蕭鐵驪見雷景行的情緒漸漸回轉過來,答得便格外認真:“戰場之外,我處決過拒絕投降的俘虜,也處決過違反軍紀虐殺平民的士兵。十幾年前,先生知道的,為了觀音奴,我殺了居延城主衛慕諒。今日淩晨,我發現先生被徒單原算計,便殺了埋伏在後院的那些女真武士。還有,我這次去金國是為了殺半山堂的徒單野,他欠燕京少年來蘇兒一條命。”

“還好,還不算是濫殺。”雷景行緩緩道:“你我立場不同,所求不同,所以我方才說,這是沒法兒比較的。兵,天下之兇器;勇,天下之兇德。鐵驪你舉兇器,行兇德,是為了守護家國親族。而我們神刀弟子僻居南海,沒有這樣入骨入血的家國之念,也沒有爭雄武林、弄權江湖的野心。我們畢生所求,是要達到武道的至高境界。”

“師尊說過,神刀一脈的功夫練到第七重的‘潔然自許界’便足以橫掃世間高手,不過就算練到登峰造極,這也只是武道,不是仙道,更不是天道。刀是神刀,人卻是凡人,獲得這樣的力量而不知節制,於這世間並非好事。所以祖師爺定下神刀之戒,要我們謹守底線,不生妄念,不作妄斷,不為妄行。說得再明白一點兒,就是不要憑一己之見來判斷善惡,更不要憑一己之力來代天施罰。”

“師尊還說,即便是慈悲為懷、普度眾生的佛祖,座下亦有蕩妖除魔的金剛護法,但我不要你們奮這金剛之怒,行這殺人之事。須知六道有輪回,國家有法度,江湖有真俠,哪裏會缺我們這幾個荒島閑人?我只要你們身入世而心出世,永遠守住修習神刀九式時的敬畏心和柔善心。”

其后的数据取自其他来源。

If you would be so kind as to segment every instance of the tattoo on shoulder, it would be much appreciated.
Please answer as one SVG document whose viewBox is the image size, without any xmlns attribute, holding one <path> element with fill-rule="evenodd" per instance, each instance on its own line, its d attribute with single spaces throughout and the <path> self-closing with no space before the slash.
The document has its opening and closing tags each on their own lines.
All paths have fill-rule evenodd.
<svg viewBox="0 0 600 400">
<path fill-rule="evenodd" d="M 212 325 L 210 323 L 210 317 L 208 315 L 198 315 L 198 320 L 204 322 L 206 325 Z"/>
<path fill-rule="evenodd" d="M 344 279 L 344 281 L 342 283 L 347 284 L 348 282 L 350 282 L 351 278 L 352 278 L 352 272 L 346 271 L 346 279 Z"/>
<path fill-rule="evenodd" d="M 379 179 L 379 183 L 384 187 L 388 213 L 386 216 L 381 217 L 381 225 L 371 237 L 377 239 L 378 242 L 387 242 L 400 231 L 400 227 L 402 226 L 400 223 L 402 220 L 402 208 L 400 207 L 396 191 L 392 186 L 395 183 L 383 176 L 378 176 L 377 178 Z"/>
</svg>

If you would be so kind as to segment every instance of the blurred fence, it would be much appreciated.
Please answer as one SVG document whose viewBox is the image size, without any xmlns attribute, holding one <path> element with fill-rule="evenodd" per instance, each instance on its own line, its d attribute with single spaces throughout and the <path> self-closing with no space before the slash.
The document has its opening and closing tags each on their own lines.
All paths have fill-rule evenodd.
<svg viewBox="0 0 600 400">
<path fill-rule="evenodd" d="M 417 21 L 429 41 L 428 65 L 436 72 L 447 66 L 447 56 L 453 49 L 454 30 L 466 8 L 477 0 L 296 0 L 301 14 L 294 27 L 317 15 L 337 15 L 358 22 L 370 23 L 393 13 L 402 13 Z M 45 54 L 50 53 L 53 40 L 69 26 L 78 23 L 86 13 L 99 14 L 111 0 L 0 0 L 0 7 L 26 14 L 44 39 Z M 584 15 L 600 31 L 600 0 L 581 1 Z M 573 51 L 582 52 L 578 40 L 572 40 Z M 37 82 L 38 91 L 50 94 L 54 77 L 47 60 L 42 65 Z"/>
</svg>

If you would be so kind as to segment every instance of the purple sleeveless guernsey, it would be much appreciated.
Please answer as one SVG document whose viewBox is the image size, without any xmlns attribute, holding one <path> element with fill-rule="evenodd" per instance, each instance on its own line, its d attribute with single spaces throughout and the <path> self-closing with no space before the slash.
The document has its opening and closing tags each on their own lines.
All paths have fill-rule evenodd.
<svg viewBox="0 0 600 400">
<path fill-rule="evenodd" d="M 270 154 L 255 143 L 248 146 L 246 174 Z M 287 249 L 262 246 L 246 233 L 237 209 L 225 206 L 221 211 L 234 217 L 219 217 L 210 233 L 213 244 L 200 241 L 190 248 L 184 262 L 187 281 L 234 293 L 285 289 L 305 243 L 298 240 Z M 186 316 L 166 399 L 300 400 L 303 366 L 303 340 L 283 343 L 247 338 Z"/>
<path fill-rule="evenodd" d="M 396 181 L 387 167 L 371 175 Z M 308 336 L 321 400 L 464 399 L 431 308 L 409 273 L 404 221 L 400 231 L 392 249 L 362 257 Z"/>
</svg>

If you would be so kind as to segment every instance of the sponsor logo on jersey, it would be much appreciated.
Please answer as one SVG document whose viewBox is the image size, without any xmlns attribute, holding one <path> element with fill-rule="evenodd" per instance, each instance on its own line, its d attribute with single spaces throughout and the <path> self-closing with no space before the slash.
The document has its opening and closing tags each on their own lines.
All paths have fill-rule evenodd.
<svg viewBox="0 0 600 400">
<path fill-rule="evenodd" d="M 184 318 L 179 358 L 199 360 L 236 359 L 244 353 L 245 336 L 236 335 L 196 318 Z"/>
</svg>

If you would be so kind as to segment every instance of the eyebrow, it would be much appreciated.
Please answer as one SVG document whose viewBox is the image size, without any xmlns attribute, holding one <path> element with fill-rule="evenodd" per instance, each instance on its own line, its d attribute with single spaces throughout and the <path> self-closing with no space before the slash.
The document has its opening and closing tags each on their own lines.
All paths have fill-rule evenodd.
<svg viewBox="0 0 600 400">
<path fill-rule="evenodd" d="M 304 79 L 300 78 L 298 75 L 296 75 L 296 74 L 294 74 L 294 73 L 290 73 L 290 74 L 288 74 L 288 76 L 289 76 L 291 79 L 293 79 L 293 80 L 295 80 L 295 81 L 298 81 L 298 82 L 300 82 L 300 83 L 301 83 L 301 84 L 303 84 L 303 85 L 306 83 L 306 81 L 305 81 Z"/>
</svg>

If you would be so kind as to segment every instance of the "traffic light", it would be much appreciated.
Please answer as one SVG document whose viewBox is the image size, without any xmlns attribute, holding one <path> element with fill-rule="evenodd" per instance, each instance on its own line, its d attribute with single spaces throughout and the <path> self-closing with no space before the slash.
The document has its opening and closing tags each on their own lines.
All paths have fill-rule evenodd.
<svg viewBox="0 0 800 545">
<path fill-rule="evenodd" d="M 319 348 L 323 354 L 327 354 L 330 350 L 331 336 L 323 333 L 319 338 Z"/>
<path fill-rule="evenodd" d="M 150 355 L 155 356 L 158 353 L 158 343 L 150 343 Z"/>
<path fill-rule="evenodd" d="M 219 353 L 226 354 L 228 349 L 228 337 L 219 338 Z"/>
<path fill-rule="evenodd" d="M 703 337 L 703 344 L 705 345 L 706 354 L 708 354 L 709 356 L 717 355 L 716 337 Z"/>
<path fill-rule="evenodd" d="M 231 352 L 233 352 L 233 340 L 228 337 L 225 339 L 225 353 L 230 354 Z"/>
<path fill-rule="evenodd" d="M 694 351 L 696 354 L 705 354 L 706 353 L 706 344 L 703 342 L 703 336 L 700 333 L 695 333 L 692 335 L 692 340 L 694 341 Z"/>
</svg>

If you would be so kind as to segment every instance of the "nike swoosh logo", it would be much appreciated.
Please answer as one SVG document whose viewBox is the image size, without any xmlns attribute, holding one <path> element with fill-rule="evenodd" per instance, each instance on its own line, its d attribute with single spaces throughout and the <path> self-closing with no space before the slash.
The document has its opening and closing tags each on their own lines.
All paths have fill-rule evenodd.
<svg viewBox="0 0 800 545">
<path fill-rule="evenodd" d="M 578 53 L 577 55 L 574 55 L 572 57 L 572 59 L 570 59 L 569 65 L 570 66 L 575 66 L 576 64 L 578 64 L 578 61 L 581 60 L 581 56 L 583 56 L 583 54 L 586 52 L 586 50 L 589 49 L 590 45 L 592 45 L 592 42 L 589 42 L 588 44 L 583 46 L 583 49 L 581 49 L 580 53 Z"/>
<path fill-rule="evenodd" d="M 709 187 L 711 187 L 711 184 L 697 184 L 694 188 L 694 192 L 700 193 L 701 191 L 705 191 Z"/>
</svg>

“為什麽神刀九式練到第九重境界時叫作‘磨損胸中萬古刀’?正是要神刀弟子在經歷萬千磨難和考驗後,仍然守住本初的那一點柔善啊。鐵驪,你當日不肯入神刀門,我卻默許觀音奴傳你碧海心法,便是因為你有情義,重然諾,不是一個妄人。”

蕭鐵驪聽到此節,肅然稽首:“弟子謹記先生教誨。”

雷景行苦澀一笑,道:“時至今日,鐵驪你守住了本心,我卻忘記了師尊知敬畏、懷柔善的訓誡,自恃武功精深,認為這世上沒什麽能威脅到我,以至於輕率行事,自誤誤人。徒單小兒把中原百姓和這一鎮百姓放在天平兩端時,我根本就沒得選。至於拼了命也要保全這個鎮子的想法,現在看來更像是一個笑話。”他站起來,撣了撣衣衫,沉聲道:“不過,就算是笑話吧,咱們還有大半天的時間去搏一搏。”

“是,先生。”

鎮民們對雷蕭的敵意並沒有消退,只是經過剛才那一番追逐後,大家都提不起精神去驅趕這兩個怪人了,喃喃地咒罵兩句了事。